Record high levels of CO2 and methane measured in the atmosphere over Norway in 2019, reports show

For the 19th year in a row, record high levels of CO2 and methane were measured in the atmosphere over Norway last year, according to new figures.

The observations from 2019 show that the annual average value for the CO2 concentration in the atmosphere in 2019 was 411.9 million parts (ppm) on Zeppelin on Svalbard, and that is 2.6 ppm higher than the year before.

At Birkenes in Agder, the concentration is 416.1 ppm, which is 0.9 higher than the year before, the report from the Norwegian Institute for Air Research (Nilu) shows.

The research was carried out on behalf of the Norwegian Environment Agency.

The CO2 concentration continues to increase

“We have observed new CO2 records on Zeppelin every single year since 2001,” said senior researcher Cathrine Lund Myhre from Nilu in a press release.

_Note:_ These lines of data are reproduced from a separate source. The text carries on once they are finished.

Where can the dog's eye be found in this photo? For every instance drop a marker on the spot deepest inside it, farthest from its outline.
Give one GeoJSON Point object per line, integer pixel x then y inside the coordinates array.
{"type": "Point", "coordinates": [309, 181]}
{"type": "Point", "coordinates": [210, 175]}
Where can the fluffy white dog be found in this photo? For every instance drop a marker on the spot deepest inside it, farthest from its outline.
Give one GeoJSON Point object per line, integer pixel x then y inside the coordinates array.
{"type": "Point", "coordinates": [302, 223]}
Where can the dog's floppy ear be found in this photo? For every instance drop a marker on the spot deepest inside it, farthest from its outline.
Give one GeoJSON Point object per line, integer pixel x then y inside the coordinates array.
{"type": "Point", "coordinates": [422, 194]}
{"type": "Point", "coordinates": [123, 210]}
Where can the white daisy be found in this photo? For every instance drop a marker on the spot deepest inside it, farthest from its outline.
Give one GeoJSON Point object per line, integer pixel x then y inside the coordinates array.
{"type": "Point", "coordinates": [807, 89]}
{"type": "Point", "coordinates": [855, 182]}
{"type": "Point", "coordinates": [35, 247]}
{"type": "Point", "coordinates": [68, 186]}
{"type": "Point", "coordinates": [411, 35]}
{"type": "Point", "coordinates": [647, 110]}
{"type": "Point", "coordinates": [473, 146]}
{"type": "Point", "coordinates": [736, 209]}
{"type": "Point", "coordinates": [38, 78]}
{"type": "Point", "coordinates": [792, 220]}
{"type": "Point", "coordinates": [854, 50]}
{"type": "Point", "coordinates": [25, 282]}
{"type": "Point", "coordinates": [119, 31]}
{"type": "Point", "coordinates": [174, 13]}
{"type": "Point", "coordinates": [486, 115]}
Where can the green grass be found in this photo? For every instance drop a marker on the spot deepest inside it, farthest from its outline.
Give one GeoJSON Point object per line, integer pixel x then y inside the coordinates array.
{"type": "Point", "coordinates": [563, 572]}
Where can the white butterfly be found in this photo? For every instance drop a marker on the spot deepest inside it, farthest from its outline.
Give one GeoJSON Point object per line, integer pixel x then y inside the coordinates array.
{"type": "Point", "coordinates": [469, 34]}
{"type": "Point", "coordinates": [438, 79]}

“As long as we emit more CO2 than is absorbed, the concentration in the atmosphere will continue to increase,” she added.

If the world is to be able to stay below the degree of 2 degrees, the CO2 concentration will stabilize at a level below 400 ppm over time.

Increased methane concentration

For methane, the annual average values ​​were measured at 1961.2 billion parts (ppb) in Birkenes and 1952.9 ppb at Zeppelin.

Compared to the 2018 level, this represents an increase in Zeppelin of 14.3 ppb, the highest annual increase ever recorded. At Birkenes, the increase was also significant, with 8.2 ppb.

According to Lund Myhre, the increase in methane concentration is still a small mystery for researchers.

“We do not know for sure whether the increase is due to methane emissions from human activity, or whether it is due to climate change having initiated processes in nature that emit more methane into the atmosphere,” said Lund Myhre.